Livira shot a scowl at Meelan and stood sharply from her chair. “How could you have let them do this to your sister?”

Meelan, looking confused and worried, was saved from having to reply by a muffled commotion out in a nearby hallway that ended suddenly with the leftmost door bursting open. The newcomer, who strode in with a slight sway to his walk, as if on the deck of some modestly sized boat, was another grey-wigged man somewhat past his prime, red-faced and moustached. He seemed to be a guest, likely the owner of the empty place at the elbow of Leetar’s prospective husband. The cut of his dinner jacket and the large gold-rayed medal pinned to his breast marked him out as a military man.

“What the fuck is going on?”

However many social niceties Leetar, under Livira’s control, had trampled upon with her own outburst, the sudden appearance of a grey-whiskered general, apparently the worse for wear, was more worthy of attention.

Heflin Hosten stood up at the head of the table, shot a narrow glance in his daughter’s direction, then approached the general with outstretched arms. “General Charant! Allow me—”

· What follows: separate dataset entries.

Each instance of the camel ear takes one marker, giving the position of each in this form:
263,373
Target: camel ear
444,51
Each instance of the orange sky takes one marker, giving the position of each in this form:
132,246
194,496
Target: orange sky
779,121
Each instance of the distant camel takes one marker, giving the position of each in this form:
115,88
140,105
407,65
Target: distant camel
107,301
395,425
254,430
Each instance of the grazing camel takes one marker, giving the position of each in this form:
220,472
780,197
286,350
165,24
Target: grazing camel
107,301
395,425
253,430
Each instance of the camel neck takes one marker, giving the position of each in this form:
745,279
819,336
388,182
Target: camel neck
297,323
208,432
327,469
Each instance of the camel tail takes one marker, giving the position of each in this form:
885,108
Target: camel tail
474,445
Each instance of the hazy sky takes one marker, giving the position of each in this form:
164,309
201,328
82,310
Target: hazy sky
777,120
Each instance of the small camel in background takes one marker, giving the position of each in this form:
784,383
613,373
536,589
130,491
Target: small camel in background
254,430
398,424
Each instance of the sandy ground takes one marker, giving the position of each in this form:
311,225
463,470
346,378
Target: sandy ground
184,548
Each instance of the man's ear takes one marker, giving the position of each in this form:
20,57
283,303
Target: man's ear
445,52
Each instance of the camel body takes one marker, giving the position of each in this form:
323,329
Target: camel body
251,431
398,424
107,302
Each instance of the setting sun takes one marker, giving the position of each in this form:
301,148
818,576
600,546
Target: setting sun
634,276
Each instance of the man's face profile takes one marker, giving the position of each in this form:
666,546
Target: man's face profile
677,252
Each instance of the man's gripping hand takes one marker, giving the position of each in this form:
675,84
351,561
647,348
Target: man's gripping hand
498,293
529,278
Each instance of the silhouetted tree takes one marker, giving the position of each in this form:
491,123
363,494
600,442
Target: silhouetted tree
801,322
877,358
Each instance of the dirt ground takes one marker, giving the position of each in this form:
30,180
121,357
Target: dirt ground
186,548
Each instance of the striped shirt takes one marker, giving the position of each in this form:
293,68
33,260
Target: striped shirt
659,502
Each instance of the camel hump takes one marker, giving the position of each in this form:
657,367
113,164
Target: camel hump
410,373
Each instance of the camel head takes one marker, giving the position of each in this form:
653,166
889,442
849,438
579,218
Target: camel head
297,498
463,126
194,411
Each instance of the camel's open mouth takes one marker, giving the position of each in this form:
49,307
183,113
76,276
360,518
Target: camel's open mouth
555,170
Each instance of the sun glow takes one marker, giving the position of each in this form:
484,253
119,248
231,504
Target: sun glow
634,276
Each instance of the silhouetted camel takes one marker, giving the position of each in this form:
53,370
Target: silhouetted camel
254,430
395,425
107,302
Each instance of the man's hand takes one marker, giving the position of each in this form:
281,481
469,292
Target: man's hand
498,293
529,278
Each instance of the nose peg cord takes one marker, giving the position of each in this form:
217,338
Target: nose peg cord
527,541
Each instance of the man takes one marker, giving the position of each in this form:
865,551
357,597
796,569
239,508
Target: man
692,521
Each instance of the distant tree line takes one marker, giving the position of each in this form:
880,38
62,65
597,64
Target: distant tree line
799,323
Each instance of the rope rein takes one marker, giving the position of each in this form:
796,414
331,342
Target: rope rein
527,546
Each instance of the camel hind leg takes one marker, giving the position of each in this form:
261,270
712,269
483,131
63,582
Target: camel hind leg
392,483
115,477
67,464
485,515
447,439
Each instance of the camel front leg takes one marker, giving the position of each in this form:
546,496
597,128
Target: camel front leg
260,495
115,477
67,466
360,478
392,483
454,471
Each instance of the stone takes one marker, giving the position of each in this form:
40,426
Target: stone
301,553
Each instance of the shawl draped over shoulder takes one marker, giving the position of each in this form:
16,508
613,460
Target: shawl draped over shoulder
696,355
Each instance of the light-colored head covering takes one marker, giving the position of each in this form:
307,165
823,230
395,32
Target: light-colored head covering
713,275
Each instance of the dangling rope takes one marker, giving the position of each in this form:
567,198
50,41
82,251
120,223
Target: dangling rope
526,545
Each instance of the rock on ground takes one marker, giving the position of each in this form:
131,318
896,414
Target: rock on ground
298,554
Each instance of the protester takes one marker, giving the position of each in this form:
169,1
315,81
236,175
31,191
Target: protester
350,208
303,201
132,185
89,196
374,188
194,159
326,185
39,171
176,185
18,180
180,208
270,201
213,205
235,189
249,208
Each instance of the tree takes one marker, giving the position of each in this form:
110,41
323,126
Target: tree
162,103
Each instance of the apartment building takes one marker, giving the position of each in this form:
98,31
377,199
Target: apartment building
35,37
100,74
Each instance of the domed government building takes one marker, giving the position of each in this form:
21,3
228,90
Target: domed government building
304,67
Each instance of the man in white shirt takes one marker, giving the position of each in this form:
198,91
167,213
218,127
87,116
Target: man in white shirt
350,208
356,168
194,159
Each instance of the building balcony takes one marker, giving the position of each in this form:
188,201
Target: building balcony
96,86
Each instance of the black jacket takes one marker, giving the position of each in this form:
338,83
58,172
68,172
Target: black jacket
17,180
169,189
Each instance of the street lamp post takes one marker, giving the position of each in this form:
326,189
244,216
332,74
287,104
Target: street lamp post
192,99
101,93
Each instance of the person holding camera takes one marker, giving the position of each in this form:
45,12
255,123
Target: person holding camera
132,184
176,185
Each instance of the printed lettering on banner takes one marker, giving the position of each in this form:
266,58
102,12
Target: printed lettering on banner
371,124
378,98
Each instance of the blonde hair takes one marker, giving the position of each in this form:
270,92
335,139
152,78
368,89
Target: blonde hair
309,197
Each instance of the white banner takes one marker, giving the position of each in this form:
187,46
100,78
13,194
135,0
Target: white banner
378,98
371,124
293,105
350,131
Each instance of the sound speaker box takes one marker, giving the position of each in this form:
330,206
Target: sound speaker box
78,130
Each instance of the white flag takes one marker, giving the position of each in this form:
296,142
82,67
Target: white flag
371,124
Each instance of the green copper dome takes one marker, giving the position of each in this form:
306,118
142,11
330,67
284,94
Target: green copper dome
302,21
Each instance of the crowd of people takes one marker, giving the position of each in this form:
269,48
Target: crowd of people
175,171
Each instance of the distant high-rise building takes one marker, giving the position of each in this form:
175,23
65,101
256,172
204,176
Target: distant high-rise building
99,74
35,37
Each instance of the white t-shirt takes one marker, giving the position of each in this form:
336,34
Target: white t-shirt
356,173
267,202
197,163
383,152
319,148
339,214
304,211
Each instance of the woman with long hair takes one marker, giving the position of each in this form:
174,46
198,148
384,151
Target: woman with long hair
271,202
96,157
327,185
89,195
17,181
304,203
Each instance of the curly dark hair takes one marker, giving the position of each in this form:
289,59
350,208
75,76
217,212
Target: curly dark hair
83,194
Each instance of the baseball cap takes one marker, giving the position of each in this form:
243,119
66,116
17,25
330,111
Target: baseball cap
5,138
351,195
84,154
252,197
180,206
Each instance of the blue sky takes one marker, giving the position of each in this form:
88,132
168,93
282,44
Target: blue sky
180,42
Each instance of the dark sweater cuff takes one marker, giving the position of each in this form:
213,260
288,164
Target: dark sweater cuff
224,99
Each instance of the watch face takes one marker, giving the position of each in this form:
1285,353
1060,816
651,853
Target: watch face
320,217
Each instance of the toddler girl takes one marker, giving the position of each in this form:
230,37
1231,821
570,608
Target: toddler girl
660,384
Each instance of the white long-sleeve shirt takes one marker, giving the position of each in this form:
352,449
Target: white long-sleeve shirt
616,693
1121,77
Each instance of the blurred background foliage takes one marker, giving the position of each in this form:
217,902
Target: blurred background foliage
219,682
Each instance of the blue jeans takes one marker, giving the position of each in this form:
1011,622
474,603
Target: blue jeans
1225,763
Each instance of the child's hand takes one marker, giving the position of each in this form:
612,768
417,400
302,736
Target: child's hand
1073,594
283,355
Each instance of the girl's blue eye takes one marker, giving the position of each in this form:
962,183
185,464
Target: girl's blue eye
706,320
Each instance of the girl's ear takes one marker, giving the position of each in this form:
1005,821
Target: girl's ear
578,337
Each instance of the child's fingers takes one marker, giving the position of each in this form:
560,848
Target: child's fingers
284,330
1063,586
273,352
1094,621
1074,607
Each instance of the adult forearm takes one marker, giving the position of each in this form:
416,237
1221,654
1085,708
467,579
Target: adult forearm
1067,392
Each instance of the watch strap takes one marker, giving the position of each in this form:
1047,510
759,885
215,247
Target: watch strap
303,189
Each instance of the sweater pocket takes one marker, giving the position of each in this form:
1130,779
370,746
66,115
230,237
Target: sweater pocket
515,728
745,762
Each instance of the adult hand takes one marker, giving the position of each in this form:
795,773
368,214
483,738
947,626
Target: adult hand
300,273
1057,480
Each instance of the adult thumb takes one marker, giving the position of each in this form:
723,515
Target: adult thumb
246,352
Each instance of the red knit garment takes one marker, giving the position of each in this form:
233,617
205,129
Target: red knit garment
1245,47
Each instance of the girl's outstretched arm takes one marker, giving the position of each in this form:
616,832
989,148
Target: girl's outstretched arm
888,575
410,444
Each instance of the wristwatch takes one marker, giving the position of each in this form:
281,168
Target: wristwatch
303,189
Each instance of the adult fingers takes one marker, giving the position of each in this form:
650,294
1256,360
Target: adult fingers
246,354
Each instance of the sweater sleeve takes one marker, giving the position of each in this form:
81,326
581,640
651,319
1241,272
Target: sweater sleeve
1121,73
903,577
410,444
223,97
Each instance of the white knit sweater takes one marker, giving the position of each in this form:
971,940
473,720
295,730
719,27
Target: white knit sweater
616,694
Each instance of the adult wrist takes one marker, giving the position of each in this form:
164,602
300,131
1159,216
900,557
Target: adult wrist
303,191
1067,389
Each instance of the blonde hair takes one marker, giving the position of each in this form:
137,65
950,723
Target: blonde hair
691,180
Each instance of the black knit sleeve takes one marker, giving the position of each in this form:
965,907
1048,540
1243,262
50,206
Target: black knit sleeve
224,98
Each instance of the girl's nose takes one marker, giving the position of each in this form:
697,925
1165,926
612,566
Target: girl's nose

“You!” The general, who Livira suddenly understood to be the man who had organised the city’s defences against the canith invasion, pointed at Leetar’s father with outstretched arm and accusing finger.

“My dear Rodcar.” Heflin continued his approach, seemingly blind to the other man’s anger. “Let me show you this new weed I’ve got in from Tronath. Your pipe’s going to thank you!” He reached a calming hand towards the general’s shoulder.

For an older man the general’s speed proved remarkable. Livira barely followed the fluid motion with which he seized the ornate hilt of the sword at his side and swung it with sufficient force to embed the blade in Heflin’s neck.